前回は建物の構造にはどんな種類があるのか、という話を取り上げましたが、種類としてはそれほど多くはないという事が分かったと思います。
結局どんな構造であってもそれほど楽な訳ではない、という話もしましたが…
どの構造にもメリットとデメリットがあるからこそ、それぞれの構造の特徴をつかんでどんな進め方をしていくかを知っておく事が重要になってきます。
仕事で発生するトラブルの大半は、コミュニケーション不足と正しい手順を知らないことからくるので、まずは正しい手順を知る為の知識を増やしておく事を目指しましょう。
という事で、今回は建物の構造のひとつである鉄筋コンクリート造(RC造)の特徴について簡単に取り上げていきたいと思います。
もっと詳しい話はそれぞれのカテゴリを造って説明をしていきますが、まずは概要的な話を押さえておくことにしましょう。
まず、鉄筋コンクリート造がどのような構造なのかという話ですが、これは読んだまま「鉄筋」と「コンクリート」によって建物の骨組みを構成していくという考え方の構造になります。
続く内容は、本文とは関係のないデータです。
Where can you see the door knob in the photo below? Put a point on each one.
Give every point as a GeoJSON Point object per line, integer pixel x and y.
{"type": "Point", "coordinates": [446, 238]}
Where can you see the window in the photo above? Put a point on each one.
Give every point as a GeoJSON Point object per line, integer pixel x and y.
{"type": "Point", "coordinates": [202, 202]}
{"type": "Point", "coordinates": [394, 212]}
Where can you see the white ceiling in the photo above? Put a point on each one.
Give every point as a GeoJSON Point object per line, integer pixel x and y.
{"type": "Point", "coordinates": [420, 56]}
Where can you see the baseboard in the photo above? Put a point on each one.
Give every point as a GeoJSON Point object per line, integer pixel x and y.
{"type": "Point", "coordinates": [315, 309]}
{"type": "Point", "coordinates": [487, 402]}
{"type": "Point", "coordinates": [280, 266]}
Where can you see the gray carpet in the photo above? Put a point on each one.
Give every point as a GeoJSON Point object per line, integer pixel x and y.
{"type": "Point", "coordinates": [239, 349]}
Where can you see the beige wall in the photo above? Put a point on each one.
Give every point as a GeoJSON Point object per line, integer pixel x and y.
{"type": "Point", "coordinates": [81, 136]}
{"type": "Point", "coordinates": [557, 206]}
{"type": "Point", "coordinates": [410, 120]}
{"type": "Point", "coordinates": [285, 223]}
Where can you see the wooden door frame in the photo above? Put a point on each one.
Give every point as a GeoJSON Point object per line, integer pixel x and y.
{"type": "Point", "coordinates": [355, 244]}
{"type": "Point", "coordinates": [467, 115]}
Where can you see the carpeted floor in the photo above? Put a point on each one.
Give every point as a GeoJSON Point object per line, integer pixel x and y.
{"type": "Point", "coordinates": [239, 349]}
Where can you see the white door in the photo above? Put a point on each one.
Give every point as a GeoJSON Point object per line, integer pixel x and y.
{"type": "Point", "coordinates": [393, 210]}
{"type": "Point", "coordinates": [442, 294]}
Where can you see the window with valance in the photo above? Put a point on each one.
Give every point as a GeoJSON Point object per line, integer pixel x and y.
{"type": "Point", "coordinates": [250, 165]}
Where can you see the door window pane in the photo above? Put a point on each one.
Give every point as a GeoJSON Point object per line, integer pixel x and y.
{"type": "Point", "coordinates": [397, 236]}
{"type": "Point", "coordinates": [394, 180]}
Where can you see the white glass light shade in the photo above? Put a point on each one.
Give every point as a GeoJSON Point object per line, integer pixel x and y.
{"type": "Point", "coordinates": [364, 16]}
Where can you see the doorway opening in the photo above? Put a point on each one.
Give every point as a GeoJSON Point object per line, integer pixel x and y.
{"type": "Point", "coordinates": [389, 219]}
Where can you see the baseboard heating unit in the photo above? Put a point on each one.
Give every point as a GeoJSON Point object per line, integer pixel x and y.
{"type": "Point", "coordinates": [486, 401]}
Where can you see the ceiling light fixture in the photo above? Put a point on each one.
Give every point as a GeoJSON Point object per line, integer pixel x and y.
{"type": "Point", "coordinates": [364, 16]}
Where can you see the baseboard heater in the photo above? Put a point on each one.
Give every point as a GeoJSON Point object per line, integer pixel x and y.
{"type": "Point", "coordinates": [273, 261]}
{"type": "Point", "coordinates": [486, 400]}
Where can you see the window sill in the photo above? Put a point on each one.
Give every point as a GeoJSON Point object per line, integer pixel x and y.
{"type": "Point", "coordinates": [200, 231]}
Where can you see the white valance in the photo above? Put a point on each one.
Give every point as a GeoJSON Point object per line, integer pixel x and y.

鉄筋コンクリート造は別名「RC造」とも呼ばれますが、これがどのような意味を持っているのかというと、以下のような言葉の頭をとった呼び方になっています。
Reinforced : 補強された
Concrete : コンクリート
「補強された」というのは鉄筋によってコンクリートの強度を補強しているという意味で、鉄筋とコンクリートを組み合わせた構造になります。
コンクリートというのはセメントと骨材と水、混和剤で構成されていて、これらの材料を混ぜることにより発生する化学反応によって、時間が経過すると硬化していくという性質を持っています。
それぞれの材料を混ぜた時点では、各種材料が流動的な状態になっていて、時間が経過して硬化して建物の骨組みとしての強度を持つようになる訳です。
「最初は流動的で後から硬化する」というあたりが鉄筋コンクリート造の大きなポイントです。
液状の状態であれば色々な形状の型に流し込むことが出来るので、ある程度自由な形状でコンクリートを造ることが出来る訳です。
最終形を意識した型を合板で作成して、硬化後に型を取り外す事によって様々な形状のコンクリートを形成することが出来るという流れがこれによって可能になります。
ある程度自由な形状のコンクリートを形成することが可能というのは大きなメリットで、このメリットによってデザインの選択肢を拡げることが出来ます。
ただ、コンクリートにこうしたメリットがあったとしても、コンクリート単体で建物の骨組みとして完全に成立させることは残念ながら出来ません。
硬化した後のコンクリートは押される方向の力である圧縮には大きな強度を持っていますが、引っ張る方向についてはあまり大きな強度を持っていないんです。
建物にかかる力は圧縮だけではなく様々な方向の過重がかかりますから、コンクリートの強度だけでは建物の骨組みとして成立しないという事に…
そこで登場するのが鉄筋になります。
RC造のR「補強された」という部分を担うのがこの鉄筋で、コンクリートとは反対に鉄筋は引っ張り方向に対する強度を持っています。
鉄筋ですから圧縮する方向に力がかかるとすぐに座屈してしまいますが、その鉄筋をコンクリートの中に入れることによって、お互いの弱点を補った構造体が完成する訳です。
鉄筋は鉄ですから風雨に晒されると酸化(錆びる)してしまうという欠点を持っていて、当然ですが劣化が早い材料を建物の構造体として使うことは出来ません。
しかしコンクリートはアルカリ性なので、コンクリートの中にある限り鉄筋は酸化することなくその性能を発揮し続けることが出来ます。
コンクリートと鉄筋と、いずれも単体では建物の構造として利用することは出来ませんが、こうして組み合わせることによってお互いの欠点を補うことが出来ます。
圧縮する力にはコンクリートが、引っ張る力には鉄筋が有効に機能していき、劣化しやすい鉄筋をコンクリートが保護することによって建物の構造として成立する。
これはなかなか都合の良い組み合わせだと言えるでしょう。
RC造のメリットはたくさんあって、デメリットも当然あるのですが、そのあたりの詳しい話と納まりについての話はRC造の項目で詳しく解説していこうと考えています。